The result from the above example is:
{ "count": 1, "dataType": { "attributeDefinitions": [ {… ], "hierarchicalMetaTypeName": "org.apache.atlas.typesystem.types.ClassType", "superTypes": [ "DataSet" ], "typeDescription": null, "typeName": "hive_column" }, "query": "hive_table, columns where name='tweet_id'", "queryType": "dsl", "requestId": "qtp1783047508-5868 - 3db60f55-8e7b-409b-9a6f-2abea20b8371", "results": [ { "$id$": { "$typeName$": "hive_column", "id": "b32fc0ab-2f66-4ad1-9728-ccd1d48dbf32", "state": "ACTIVE", "version": 0 },…
As we see in the output above, only 1 entity was found with a columname equal to ‘tweet_id’. You will also note in the example above that the output is the exact same for all of the hive_table types covered so far in this article. If you wanted to you could make this query more powerful to return a limit of values and only include a select set of properties in the results output.
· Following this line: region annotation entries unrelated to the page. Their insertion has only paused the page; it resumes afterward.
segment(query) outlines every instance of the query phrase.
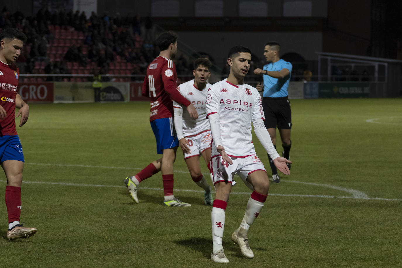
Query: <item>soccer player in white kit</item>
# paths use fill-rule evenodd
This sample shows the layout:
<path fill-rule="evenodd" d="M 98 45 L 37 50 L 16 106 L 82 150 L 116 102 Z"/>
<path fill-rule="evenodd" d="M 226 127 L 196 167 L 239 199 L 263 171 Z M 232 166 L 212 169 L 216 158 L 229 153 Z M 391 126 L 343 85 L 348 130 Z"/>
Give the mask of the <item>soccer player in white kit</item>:
<path fill-rule="evenodd" d="M 216 189 L 211 213 L 213 249 L 211 258 L 219 263 L 229 262 L 222 246 L 225 227 L 225 210 L 236 173 L 253 190 L 239 228 L 232 239 L 246 257 L 254 256 L 248 244 L 250 225 L 264 206 L 269 188 L 269 180 L 264 165 L 257 156 L 252 142 L 251 122 L 254 132 L 277 168 L 285 175 L 290 172 L 286 163 L 291 162 L 279 156 L 264 125 L 264 112 L 259 93 L 244 84 L 250 68 L 251 53 L 242 46 L 229 51 L 228 78 L 217 82 L 208 90 L 206 100 L 207 117 L 212 135 L 211 167 Z"/>
<path fill-rule="evenodd" d="M 201 173 L 200 155 L 209 168 L 211 160 L 211 134 L 209 122 L 205 117 L 205 100 L 207 91 L 212 85 L 208 83 L 212 63 L 208 59 L 199 58 L 194 62 L 194 79 L 180 84 L 177 90 L 195 107 L 198 118 L 194 120 L 183 106 L 173 101 L 174 127 L 179 145 L 193 180 L 204 189 L 205 204 L 211 206 L 213 199 L 211 186 Z"/>

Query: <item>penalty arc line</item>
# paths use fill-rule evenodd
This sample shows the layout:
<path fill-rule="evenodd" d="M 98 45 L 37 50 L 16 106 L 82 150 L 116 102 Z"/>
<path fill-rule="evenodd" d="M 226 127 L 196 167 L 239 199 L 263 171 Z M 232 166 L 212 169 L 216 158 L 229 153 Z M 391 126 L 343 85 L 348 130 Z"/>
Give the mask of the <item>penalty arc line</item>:
<path fill-rule="evenodd" d="M 111 169 L 126 169 L 126 170 L 141 170 L 141 168 L 125 168 L 124 167 L 115 167 L 115 166 L 92 166 L 89 165 L 77 165 L 77 164 L 48 164 L 48 163 L 25 163 L 26 164 L 29 165 L 38 165 L 38 166 L 66 166 L 66 167 L 82 167 L 82 168 L 111 168 Z M 188 173 L 188 171 L 183 171 L 182 170 L 174 170 L 175 172 L 179 173 Z M 355 199 L 378 199 L 379 198 L 370 198 L 368 197 L 365 193 L 363 192 L 360 191 L 358 191 L 357 190 L 354 190 L 353 189 L 348 189 L 347 188 L 345 188 L 344 187 L 335 186 L 334 185 L 330 185 L 330 184 L 319 184 L 317 183 L 315 183 L 314 182 L 299 182 L 295 180 L 282 180 L 283 182 L 293 182 L 294 183 L 299 183 L 302 184 L 306 184 L 311 185 L 314 185 L 316 186 L 320 186 L 322 187 L 325 187 L 327 188 L 331 188 L 332 189 L 334 189 L 336 190 L 338 190 L 341 191 L 344 191 L 347 192 L 352 194 L 353 195 L 353 196 L 327 196 L 327 195 L 297 195 L 297 194 L 269 194 L 270 195 L 278 195 L 281 196 L 306 196 L 306 197 L 326 197 L 328 198 L 352 198 Z M 25 182 L 27 183 L 29 183 L 28 182 Z M 49 184 L 66 184 L 64 185 L 71 185 L 71 186 L 91 186 L 92 187 L 117 187 L 117 188 L 124 188 L 125 186 L 108 186 L 108 185 L 94 185 L 94 184 L 70 184 L 68 183 L 62 183 L 62 182 L 31 182 L 31 183 L 47 183 Z M 160 189 L 158 188 L 147 188 L 146 187 L 141 187 L 141 188 L 144 189 L 148 190 L 163 190 Z M 176 189 L 175 189 L 176 190 Z M 178 191 L 189 191 L 189 192 L 197 192 L 197 191 L 195 190 L 186 190 L 185 189 L 177 189 Z M 201 191 L 202 192 L 202 191 Z M 234 192 L 232 193 L 236 194 Z M 249 194 L 249 193 L 242 193 L 241 194 Z M 389 198 L 381 198 L 379 200 L 402 200 L 402 199 L 389 199 Z"/>
<path fill-rule="evenodd" d="M 0 180 L 2 182 L 6 182 L 5 180 Z M 70 183 L 68 182 L 33 182 L 29 181 L 24 181 L 24 183 L 29 184 L 51 184 L 53 185 L 63 185 L 65 186 L 78 186 L 80 187 L 111 187 L 113 188 L 127 188 L 125 186 L 119 186 L 118 185 L 103 185 L 102 184 L 88 184 L 81 183 Z M 163 191 L 163 188 L 155 188 L 147 187 L 139 187 L 139 190 L 150 190 L 158 191 Z M 175 191 L 178 192 L 198 192 L 202 193 L 204 191 L 195 190 L 188 190 L 183 189 L 175 189 Z M 247 194 L 250 195 L 250 192 L 232 192 L 230 193 L 232 194 Z M 315 197 L 318 198 L 329 198 L 333 199 L 363 199 L 365 200 L 380 200 L 384 201 L 402 201 L 400 199 L 392 199 L 389 198 L 381 198 L 379 197 L 362 198 L 361 197 L 355 196 L 336 196 L 333 195 L 315 195 L 315 194 L 270 194 L 268 193 L 268 195 L 277 196 L 296 196 L 298 197 Z"/>

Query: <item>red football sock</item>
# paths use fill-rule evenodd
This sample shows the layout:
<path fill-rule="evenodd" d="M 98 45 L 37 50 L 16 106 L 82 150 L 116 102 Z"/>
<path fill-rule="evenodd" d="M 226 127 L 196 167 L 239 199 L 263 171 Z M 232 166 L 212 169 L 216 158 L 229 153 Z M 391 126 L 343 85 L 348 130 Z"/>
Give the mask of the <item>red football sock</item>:
<path fill-rule="evenodd" d="M 135 178 L 138 180 L 139 182 L 141 182 L 145 179 L 148 179 L 151 177 L 153 175 L 154 175 L 159 172 L 156 167 L 151 163 L 147 166 L 145 168 L 140 171 L 135 175 Z"/>
<path fill-rule="evenodd" d="M 166 195 L 173 195 L 173 174 L 162 175 L 163 181 L 163 193 Z"/>
<path fill-rule="evenodd" d="M 6 186 L 5 196 L 8 223 L 19 221 L 21 215 L 21 187 Z"/>

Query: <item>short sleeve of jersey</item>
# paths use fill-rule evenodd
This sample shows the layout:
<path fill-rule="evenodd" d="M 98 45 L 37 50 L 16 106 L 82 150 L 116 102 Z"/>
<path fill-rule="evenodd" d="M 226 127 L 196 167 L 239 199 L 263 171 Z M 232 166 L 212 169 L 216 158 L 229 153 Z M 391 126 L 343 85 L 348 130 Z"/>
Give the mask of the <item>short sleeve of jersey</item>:
<path fill-rule="evenodd" d="M 291 63 L 283 61 L 283 62 L 282 62 L 281 65 L 281 70 L 283 69 L 287 69 L 289 70 L 289 74 L 292 73 L 292 64 Z"/>
<path fill-rule="evenodd" d="M 165 65 L 162 67 L 162 71 L 161 76 L 162 78 L 162 81 L 164 82 L 167 80 L 172 80 L 173 81 L 174 77 L 174 74 L 176 72 L 176 67 L 174 63 L 171 59 L 166 59 L 166 62 Z M 176 82 L 175 81 L 173 82 Z"/>
<path fill-rule="evenodd" d="M 180 94 L 181 94 L 181 95 L 184 97 L 184 94 L 183 94 L 183 90 L 185 89 L 183 88 L 183 84 L 182 84 L 180 85 L 180 86 L 178 86 L 177 88 L 176 88 L 176 89 L 177 90 L 177 91 L 178 91 L 179 93 L 180 93 Z M 173 108 L 183 108 L 183 106 L 181 104 L 180 104 L 178 102 L 174 101 L 173 100 L 172 100 L 172 101 L 173 102 Z"/>
<path fill-rule="evenodd" d="M 264 110 L 263 109 L 263 100 L 261 98 L 261 96 L 256 89 L 254 88 L 252 90 L 253 94 L 255 96 L 254 103 L 256 105 L 253 106 L 252 115 L 251 120 L 254 120 L 256 119 L 262 119 L 263 120 L 265 120 L 265 116 L 264 114 Z M 255 92 L 254 93 L 254 92 Z"/>
<path fill-rule="evenodd" d="M 207 109 L 207 118 L 208 116 L 213 113 L 219 113 L 219 93 L 217 88 L 219 86 L 216 85 L 219 83 L 217 83 L 208 90 L 207 92 L 207 97 L 205 99 L 205 106 Z M 215 86 L 215 85 L 216 85 Z"/>

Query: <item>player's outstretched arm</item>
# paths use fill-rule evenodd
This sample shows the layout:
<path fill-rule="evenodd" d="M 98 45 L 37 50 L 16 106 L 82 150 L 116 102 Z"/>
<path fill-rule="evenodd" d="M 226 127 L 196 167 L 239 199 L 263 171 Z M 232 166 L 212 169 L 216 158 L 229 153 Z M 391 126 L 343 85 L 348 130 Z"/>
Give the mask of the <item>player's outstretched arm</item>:
<path fill-rule="evenodd" d="M 279 170 L 279 171 L 285 175 L 290 174 L 290 170 L 289 170 L 289 168 L 287 167 L 286 163 L 288 163 L 289 164 L 292 164 L 291 161 L 289 161 L 284 157 L 279 156 L 274 159 L 273 162 L 275 166 Z"/>
<path fill-rule="evenodd" d="M 285 175 L 290 174 L 290 171 L 286 165 L 286 163 L 292 164 L 291 161 L 286 158 L 279 156 L 276 149 L 272 144 L 269 134 L 265 128 L 262 119 L 258 119 L 252 121 L 252 125 L 254 127 L 254 132 L 260 142 L 263 145 L 265 151 L 269 155 L 271 159 L 273 160 L 275 166 L 279 171 Z"/>
<path fill-rule="evenodd" d="M 175 101 L 173 101 L 173 112 L 174 115 L 174 129 L 177 135 L 179 145 L 185 153 L 188 153 L 190 148 L 189 142 L 183 136 L 183 108 Z"/>
<path fill-rule="evenodd" d="M 7 112 L 1 105 L 0 105 L 0 120 L 2 120 L 7 117 Z"/>
<path fill-rule="evenodd" d="M 192 104 L 190 104 L 187 106 L 187 110 L 190 114 L 190 117 L 192 119 L 195 120 L 198 118 L 198 113 L 197 113 L 197 110 L 195 110 L 195 107 Z"/>
<path fill-rule="evenodd" d="M 18 117 L 21 115 L 21 120 L 20 120 L 21 127 L 28 121 L 28 118 L 29 116 L 29 106 L 23 100 L 20 94 L 17 94 L 15 96 L 15 107 L 20 109 L 15 117 Z"/>

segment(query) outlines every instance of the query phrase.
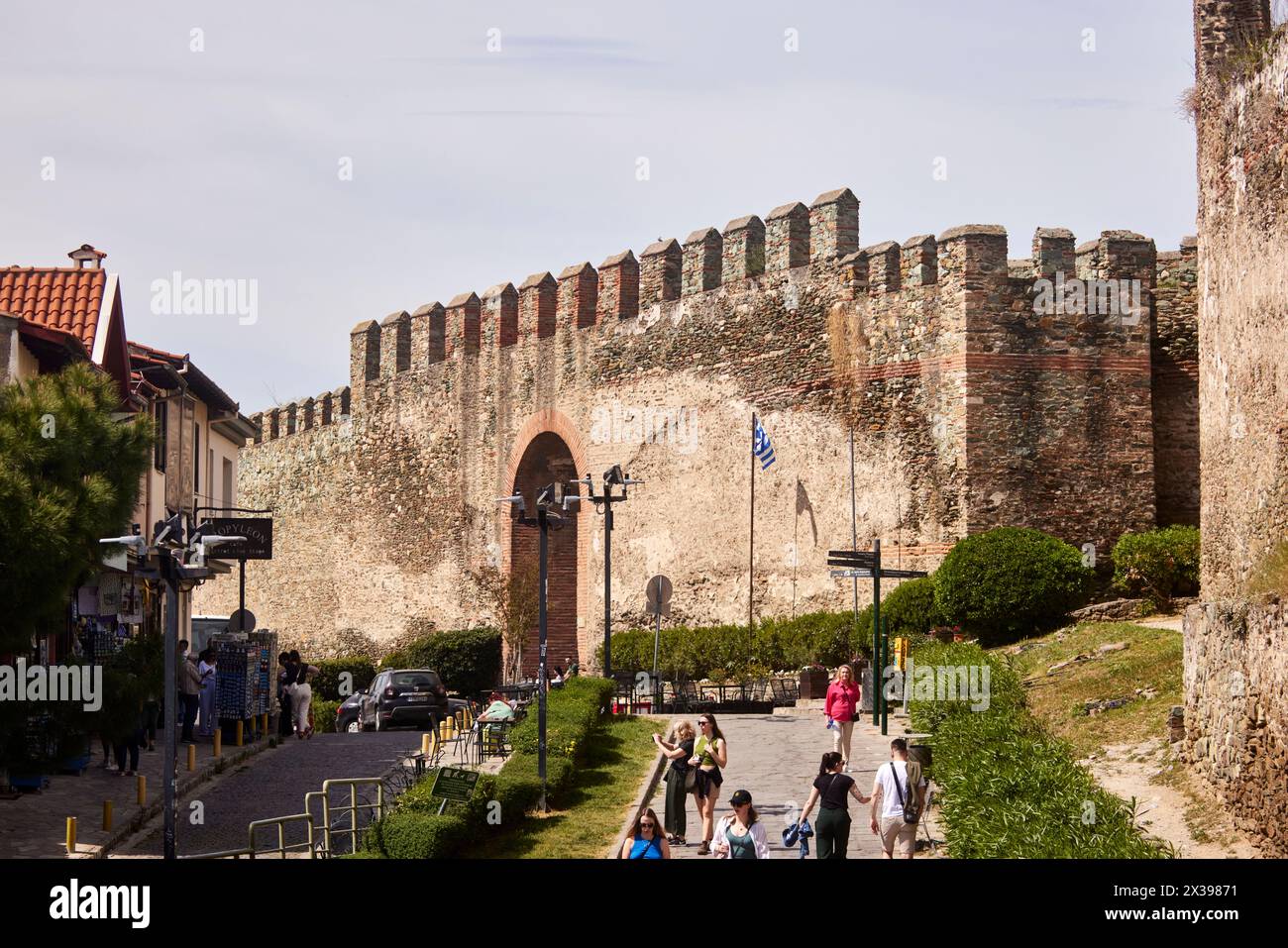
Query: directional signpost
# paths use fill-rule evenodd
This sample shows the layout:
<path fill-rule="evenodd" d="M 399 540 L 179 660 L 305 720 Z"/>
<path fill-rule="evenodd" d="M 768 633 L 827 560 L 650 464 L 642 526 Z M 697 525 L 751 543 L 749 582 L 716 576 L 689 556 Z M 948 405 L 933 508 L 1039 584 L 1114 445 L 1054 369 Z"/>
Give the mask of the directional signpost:
<path fill-rule="evenodd" d="M 881 541 L 873 540 L 871 550 L 828 550 L 827 564 L 835 577 L 872 580 L 872 723 L 884 724 L 885 696 L 881 672 L 885 649 L 881 643 L 881 580 L 918 580 L 929 576 L 923 569 L 882 569 Z M 882 728 L 881 733 L 885 733 Z"/>

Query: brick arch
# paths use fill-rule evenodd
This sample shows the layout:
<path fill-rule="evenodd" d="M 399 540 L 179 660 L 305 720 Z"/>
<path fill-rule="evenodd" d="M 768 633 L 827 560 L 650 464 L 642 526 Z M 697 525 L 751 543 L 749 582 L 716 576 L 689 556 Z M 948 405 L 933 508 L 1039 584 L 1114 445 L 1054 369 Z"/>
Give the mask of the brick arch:
<path fill-rule="evenodd" d="M 586 447 L 581 433 L 563 412 L 554 408 L 544 408 L 531 415 L 514 438 L 510 457 L 506 464 L 505 479 L 502 482 L 502 488 L 506 492 L 510 492 L 518 486 L 519 479 L 524 474 L 524 459 L 528 457 L 531 464 L 533 459 L 529 456 L 529 451 L 533 450 L 538 453 L 549 453 L 551 450 L 564 451 L 576 470 L 573 477 L 582 477 L 589 470 Z M 528 491 L 524 491 L 524 495 L 531 505 L 532 497 L 528 496 Z M 515 538 L 515 523 L 510 519 L 509 511 L 501 510 L 498 513 L 501 517 L 498 529 L 501 555 L 504 558 L 505 569 L 509 572 L 513 565 L 515 551 L 520 547 L 518 546 Z M 587 568 L 590 537 L 591 532 L 595 529 L 592 505 L 580 505 L 577 515 L 571 518 L 569 527 L 573 528 L 574 537 L 568 536 L 568 527 L 565 527 L 564 531 L 551 531 L 550 533 L 551 589 L 549 603 L 550 627 L 547 661 L 550 666 L 563 666 L 564 659 L 567 658 L 563 652 L 574 650 L 577 661 L 582 665 L 582 667 L 586 667 L 589 665 L 589 659 L 592 657 L 592 649 L 589 647 L 589 643 L 594 640 L 590 635 L 590 571 Z M 523 535 L 531 535 L 528 540 L 531 540 L 531 546 L 535 551 L 536 528 L 519 527 L 518 529 L 522 531 L 520 538 Z M 572 541 L 571 547 L 560 549 L 568 544 L 569 540 Z M 559 556 L 571 556 L 571 563 L 567 563 L 565 568 L 571 567 L 576 573 L 571 589 L 565 587 L 565 591 L 563 592 L 559 592 L 556 589 L 556 560 Z M 574 616 L 571 617 L 571 621 L 568 621 L 567 617 L 569 608 L 574 609 Z M 556 611 L 560 612 L 562 616 L 556 616 Z M 529 645 L 523 662 L 524 670 L 535 672 L 537 658 L 535 629 L 528 641 Z"/>

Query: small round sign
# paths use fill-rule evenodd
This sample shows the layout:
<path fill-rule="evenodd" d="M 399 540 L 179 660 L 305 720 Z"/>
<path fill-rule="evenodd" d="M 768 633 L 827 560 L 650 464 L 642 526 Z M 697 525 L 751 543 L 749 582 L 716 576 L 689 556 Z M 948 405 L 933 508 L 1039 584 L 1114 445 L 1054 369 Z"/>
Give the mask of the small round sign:
<path fill-rule="evenodd" d="M 228 617 L 228 631 L 229 632 L 254 632 L 255 631 L 255 613 L 250 609 L 238 609 L 232 616 Z"/>

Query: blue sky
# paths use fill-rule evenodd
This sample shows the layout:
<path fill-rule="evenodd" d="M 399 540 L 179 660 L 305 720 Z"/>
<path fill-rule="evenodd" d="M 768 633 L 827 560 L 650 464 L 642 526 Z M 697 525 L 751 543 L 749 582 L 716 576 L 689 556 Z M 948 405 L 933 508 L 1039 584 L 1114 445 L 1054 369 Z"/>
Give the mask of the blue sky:
<path fill-rule="evenodd" d="M 1011 256 L 1039 225 L 1175 249 L 1195 213 L 1190 15 L 1179 0 L 14 5 L 0 264 L 106 250 L 131 339 L 191 353 L 250 413 L 345 384 L 362 319 L 836 187 L 862 202 L 864 245 L 997 223 Z M 155 314 L 152 281 L 175 270 L 258 281 L 256 321 Z"/>

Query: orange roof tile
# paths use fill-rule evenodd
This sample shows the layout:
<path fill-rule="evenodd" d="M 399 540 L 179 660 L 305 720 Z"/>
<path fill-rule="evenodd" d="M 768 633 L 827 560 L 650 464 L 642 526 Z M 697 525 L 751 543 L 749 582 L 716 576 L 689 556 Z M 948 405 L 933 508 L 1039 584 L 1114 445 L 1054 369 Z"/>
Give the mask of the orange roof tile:
<path fill-rule="evenodd" d="M 0 267 L 0 312 L 71 332 L 94 350 L 107 270 L 75 267 Z"/>

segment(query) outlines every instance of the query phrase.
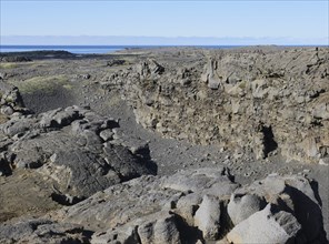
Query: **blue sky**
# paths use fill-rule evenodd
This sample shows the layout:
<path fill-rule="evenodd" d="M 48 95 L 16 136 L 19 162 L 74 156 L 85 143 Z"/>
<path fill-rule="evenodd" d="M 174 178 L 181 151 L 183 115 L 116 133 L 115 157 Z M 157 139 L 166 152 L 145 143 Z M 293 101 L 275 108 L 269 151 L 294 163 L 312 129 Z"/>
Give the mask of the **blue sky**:
<path fill-rule="evenodd" d="M 328 40 L 328 0 L 1 1 L 4 35 Z M 327 43 L 325 43 L 327 44 Z"/>

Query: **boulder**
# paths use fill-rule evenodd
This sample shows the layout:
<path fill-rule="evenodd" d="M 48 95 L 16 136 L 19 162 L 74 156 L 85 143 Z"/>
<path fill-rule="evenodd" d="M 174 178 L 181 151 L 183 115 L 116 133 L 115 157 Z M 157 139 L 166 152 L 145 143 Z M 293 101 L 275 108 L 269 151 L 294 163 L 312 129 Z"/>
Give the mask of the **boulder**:
<path fill-rule="evenodd" d="M 268 204 L 236 225 L 227 235 L 230 243 L 293 243 L 301 225 L 296 217 Z"/>

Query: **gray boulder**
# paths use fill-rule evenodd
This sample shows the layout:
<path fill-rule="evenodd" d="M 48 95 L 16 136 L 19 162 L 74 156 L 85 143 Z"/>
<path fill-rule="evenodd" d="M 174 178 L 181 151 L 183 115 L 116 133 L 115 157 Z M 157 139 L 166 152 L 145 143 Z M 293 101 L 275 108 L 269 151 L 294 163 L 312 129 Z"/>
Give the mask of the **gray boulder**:
<path fill-rule="evenodd" d="M 301 231 L 297 218 L 268 204 L 231 230 L 230 243 L 295 243 Z"/>
<path fill-rule="evenodd" d="M 228 204 L 228 214 L 235 225 L 245 221 L 253 213 L 261 211 L 266 206 L 266 201 L 258 195 L 232 194 Z"/>

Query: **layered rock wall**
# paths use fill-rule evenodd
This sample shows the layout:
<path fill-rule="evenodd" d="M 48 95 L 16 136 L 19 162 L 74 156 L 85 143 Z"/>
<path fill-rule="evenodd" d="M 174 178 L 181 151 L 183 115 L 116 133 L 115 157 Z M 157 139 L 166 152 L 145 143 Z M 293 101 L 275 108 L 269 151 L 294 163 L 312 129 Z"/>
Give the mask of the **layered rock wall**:
<path fill-rule="evenodd" d="M 213 51 L 193 64 L 149 60 L 107 84 L 122 87 L 138 122 L 164 136 L 219 144 L 236 156 L 279 151 L 326 162 L 328 67 L 325 48 Z"/>

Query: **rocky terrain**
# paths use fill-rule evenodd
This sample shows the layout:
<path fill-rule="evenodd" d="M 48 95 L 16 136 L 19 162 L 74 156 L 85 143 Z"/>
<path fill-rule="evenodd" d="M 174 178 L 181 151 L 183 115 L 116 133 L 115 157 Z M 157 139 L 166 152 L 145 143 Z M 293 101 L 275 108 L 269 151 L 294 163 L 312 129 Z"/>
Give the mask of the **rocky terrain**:
<path fill-rule="evenodd" d="M 328 48 L 0 55 L 0 243 L 328 242 Z"/>

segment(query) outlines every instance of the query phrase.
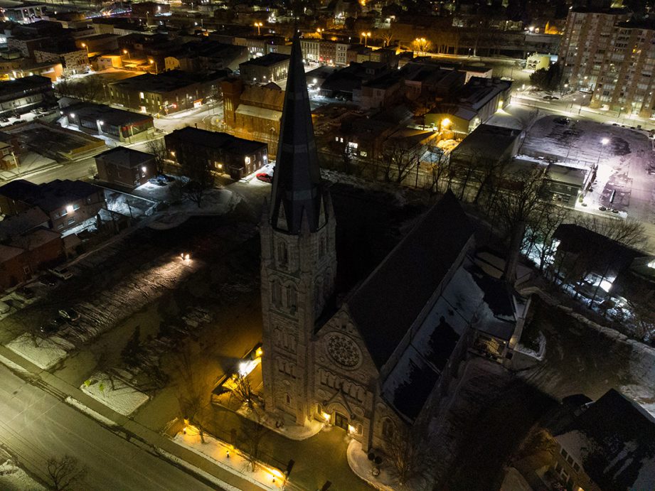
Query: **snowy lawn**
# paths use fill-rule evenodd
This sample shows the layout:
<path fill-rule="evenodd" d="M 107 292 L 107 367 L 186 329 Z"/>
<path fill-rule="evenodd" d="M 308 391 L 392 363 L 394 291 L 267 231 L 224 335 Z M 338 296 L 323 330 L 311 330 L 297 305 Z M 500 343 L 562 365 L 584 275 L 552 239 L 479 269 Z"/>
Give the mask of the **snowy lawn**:
<path fill-rule="evenodd" d="M 75 347 L 71 343 L 56 336 L 33 339 L 26 333 L 10 342 L 6 347 L 44 369 L 65 358 L 68 351 Z"/>
<path fill-rule="evenodd" d="M 184 431 L 179 433 L 173 441 L 265 489 L 282 489 L 284 475 L 279 469 L 258 463 L 257 469 L 252 472 L 248 461 L 233 446 L 208 435 L 204 436 L 206 443 L 203 443 L 198 431 L 193 426 L 187 426 L 185 431 L 186 434 Z"/>
<path fill-rule="evenodd" d="M 16 467 L 11 460 L 0 465 L 0 490 L 3 491 L 46 491 L 46 488 L 32 479 L 27 473 Z"/>
<path fill-rule="evenodd" d="M 122 380 L 114 379 L 114 388 L 107 374 L 93 374 L 80 387 L 82 392 L 108 408 L 123 416 L 129 416 L 148 400 L 148 396 L 129 387 Z"/>

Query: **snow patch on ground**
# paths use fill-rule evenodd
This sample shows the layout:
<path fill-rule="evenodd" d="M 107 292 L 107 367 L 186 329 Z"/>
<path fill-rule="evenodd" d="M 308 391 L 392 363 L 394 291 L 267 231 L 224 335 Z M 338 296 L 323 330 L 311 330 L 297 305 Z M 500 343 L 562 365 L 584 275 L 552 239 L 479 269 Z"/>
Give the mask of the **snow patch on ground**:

Our last type of query will free search the top level entity properties for the query string passed. The example below for example, is looking for any top level property which contains the string ‘sku’.
curl –iv -u admin:admin -X GET http://server1:21000/api/atlas/discovery/search/fulltext?query=sku
The search results for this query option are similar to the entity list option explored at the start of this article in that it only lists the entitys’ GUID where the query is equal to the text supplied (‘sku’ in this example). One other interesting output property is the score. The ‘score’ property is an attempt to evaluate the search output quality as you find in many search engines. The output below shows a sample response from the query above:
{ "count": 4, "query": "sku", "queryType": "full-text", "requestId": "qtp1783047508-5868 - 5270285e-5bf4-43e5-82ed-46dc8901c461", "results": [ { "guid": "d37cfeab-afbc-41d0-8dda-71da29043bc3", "score": 0.7805047, "typeName": "hive_process" }, { "guid": "b9b7dae2-775b-4c95-82b6-9d0ab2097a2c", "score": 0.65042055, "typeName": "hive_process" }, { "guid": "c22f07fd-7522-4f37-97eb-96e3a9bc16bc", "score": 0.6008328, "typeName": "hive_column" }, { "guid": "f23097c3-d836-4543-99d6-b08f6cdcc97a", "score": 0.6008328, "typeName": "hive_column" } ]}
Created on 09-16-2018 12:41 AM
This article is really very useful but has a silly but confusing (specially for HDP newbies) error where all occurrences of "Ranger user id" and "Ranger Admin Server" must be replaced by "Atlas User ID" and "Atlas Admin Server" respectively.